Well today I finally bit the bullet and came out to my friends and family on Facebook its a move I have been thinking about for 6 months and to be honest I was really surprised with the response, the amount of replies I recieved assuring me that I have their total 100% support was surprising to me but accepted and appreciated. It is like a great big weight has been lifted off my shoulders and I can now just be me freely without having to hide things all the time and my disphoria screaming to be set free.
This move came about when the other day I found myself in my room crying and in a deep depression contemplating suicide from the continual stress and anxiety of hiding so much from those ppl I love, doing that has only ruined my life and hurt ppl around me that I care about.

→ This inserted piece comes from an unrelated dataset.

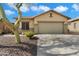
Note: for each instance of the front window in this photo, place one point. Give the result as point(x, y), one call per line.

Now that I know that I have support from ppl close to me and friends from Susan's I feel I can now move forward with my life not having to worry how to cope with my identity.
Emily.T xx
I'm very glad you got a positive response. Welcome back from the brink of insanity.
Thanks Kat it feels so good to finally be me.
Emily.T xx
I'll bet it does. Sort of like coming home after a long trip.
Congrats Hon.
Welcome to enjoying life!
Congrats!! It takes a lot of courage to come out, especially on a social network! I am happy for you sis!
Thanks ladies for your kind words
Emily.T xx
Big gratz and hugs for being so brave! ;D
Feels great doesn't it? I did the same in August and was astounded with the support from everyone. Being able to finally relax is such a great feeling.
It sure does Kaylee its like a big weight off of my shoulders, next step is therapy in April.
Emily.T xx
Hooray! I just did the same and had a similar response. I think it says a lot about you that your choice in friends are open minded and supportive :)
I've always been very selective with friend choices because I knew this day would come eventually.